Seramik, Anadolu toprağından doğmuş 8000 yıllık bir gelenek.Seramik, tarihi insanoğlunun tarihi kadar eski, tarih boyunca farklı formlarda, farklı medeniyetlerin içinde ortaya çıktı.Bazen çanak olarak, bazen kap olarak, bazen de süs eşyası olarak yada oyuncak olarak ortaya çıktı. Seramik farklı kültürlerin izlerini taşıyarak tarihe ışık tutan önemli bir araç oldu.

Eğer birisi seramiğin çıkış noktasına bakarsa, görür ki, seramik insanlık tarihinin hiçbir yerinde hiçbir zaman göz ardı edilmemiş.Her zaman, artistik karakteri ve doğaya gösterdiği saygı ile gözler önüne çıkmıştır.

Günümüzün eski uygarlıklarına baktığımızda, seramiğin dinsel idollardan tutunda mimari elemanlara, mutfak eşyaları ve dekoratif eşyalardan tutun da iletişim tabletlerine kadar büyük bir alanda kullanıldığını görürüz.

Anadolu’daki seramik formların tarihteki değişimini izlediğimizde bize insanın gelişimini anlatır. İnsanlar önce avcılık yaptılar.

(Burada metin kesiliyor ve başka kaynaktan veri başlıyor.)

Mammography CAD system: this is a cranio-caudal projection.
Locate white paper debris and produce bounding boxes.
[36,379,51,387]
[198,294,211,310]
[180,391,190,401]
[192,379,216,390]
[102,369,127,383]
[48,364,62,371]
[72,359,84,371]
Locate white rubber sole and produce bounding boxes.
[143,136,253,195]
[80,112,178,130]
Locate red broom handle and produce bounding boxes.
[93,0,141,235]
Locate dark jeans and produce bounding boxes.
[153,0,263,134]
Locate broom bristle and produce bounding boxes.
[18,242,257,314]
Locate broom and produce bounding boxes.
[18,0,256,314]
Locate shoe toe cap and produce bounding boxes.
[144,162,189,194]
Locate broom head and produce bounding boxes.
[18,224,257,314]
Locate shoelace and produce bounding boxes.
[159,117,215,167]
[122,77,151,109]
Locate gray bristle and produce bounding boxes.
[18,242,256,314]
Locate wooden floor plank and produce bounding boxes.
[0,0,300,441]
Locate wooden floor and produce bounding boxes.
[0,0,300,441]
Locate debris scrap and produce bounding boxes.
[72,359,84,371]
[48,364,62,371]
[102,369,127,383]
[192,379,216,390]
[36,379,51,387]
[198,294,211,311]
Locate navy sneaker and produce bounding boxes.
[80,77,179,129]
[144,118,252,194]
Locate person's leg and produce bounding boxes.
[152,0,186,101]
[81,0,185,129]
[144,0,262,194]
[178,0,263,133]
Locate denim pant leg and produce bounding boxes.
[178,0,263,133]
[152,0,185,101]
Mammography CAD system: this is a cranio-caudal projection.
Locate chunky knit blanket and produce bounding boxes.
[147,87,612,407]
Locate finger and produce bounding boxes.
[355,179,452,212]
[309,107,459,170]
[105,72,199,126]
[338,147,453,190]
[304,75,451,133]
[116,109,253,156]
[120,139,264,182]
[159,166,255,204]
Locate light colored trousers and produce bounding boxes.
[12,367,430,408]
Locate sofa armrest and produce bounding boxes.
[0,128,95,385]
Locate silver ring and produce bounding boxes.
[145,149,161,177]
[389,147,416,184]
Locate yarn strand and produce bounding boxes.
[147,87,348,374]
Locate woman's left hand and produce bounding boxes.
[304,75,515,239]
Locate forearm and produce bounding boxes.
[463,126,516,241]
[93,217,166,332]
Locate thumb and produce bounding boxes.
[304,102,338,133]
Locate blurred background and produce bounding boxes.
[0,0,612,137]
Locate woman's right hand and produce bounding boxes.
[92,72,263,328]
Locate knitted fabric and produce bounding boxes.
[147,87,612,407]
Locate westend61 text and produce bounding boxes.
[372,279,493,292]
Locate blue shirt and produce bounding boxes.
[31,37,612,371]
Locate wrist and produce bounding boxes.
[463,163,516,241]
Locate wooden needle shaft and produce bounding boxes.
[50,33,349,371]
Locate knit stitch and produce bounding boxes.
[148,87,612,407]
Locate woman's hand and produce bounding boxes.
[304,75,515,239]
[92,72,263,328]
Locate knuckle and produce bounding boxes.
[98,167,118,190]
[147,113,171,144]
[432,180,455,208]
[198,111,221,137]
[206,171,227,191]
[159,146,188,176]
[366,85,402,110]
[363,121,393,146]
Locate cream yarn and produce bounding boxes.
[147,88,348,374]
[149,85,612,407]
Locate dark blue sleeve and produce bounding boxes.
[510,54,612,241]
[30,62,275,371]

Daha sonra toplayıcılıkla hayatlarını sürdürdüler. Bir süre sonra da yerleşik hayata geçtiler. Yerleşik hayata geçmeleri Neolitik Devrim olarak adlandırılır ve MÖ 8000-10000 yıllarına rastlar. İnsanaoğlu ilk olarak bu bölümde üretmeye başlıyor. İnsanoğlu bir daha vazgeçmeyeceği seramiği
MÖ 6000-8000 yıları arasında, doğada bulduğu malzemeleri karıştırarak keşfeder.

Şimdiye kadar bulunmuş en eski seramik sanat eseri Anadolu’da ortaya çıktı. Tarihte kaydedilmiş en eski seramik keşifleri Anadolu’dadır. En eski yerleşim üniteleri olan Hacılar ve Alacahöyük’te bulunan çanaklar MÖ 6000 yılına ait. Bu el yapımı eserler tarih boyunca seramik dalında yapılmış en eski sanatsal çalışmalardır. Neolitik devirde başlayan seramik üretimi, sadece günlük kullanımlık canak çomlek formunda ortaya çıkmadı. Anadolu insanı seramiğin dayanıklılığından etkilenerek ondan dinsel törenlerde kullandığı tanrı heykelleri yaptı. Süs eşyaları ve takılar yaptı. Kilden yaptığı lambaları mağarasında kullandı, mektuplarını kil tabletlere yazdı, ölülerinin külünü kilden yaptığı çanaklarda taşıdı

Seramik var olduğu medeniyetin sosyal ve kültürel gelişimine ışık tuttu. Türkler Anadolu toprağına ayak bastıklarında önce Selçuklular, sonrada Osmanlılar tarihi mirası devraldılar. Seramik ve çanak ünlü Osmanlı Çinisine dönüştü. Hala bir çok tarihi binada İznik Çinisi canlılığını korumaktadır. 8000 yıl önce bu topraklarda başlayan gelenek batı ve doğu kültürlerini de içine katarak devam etmektedir. Türk seramiği geleneği sanatla ve seramikle birleştiren Osmanlı mirasını devam ettirmekte.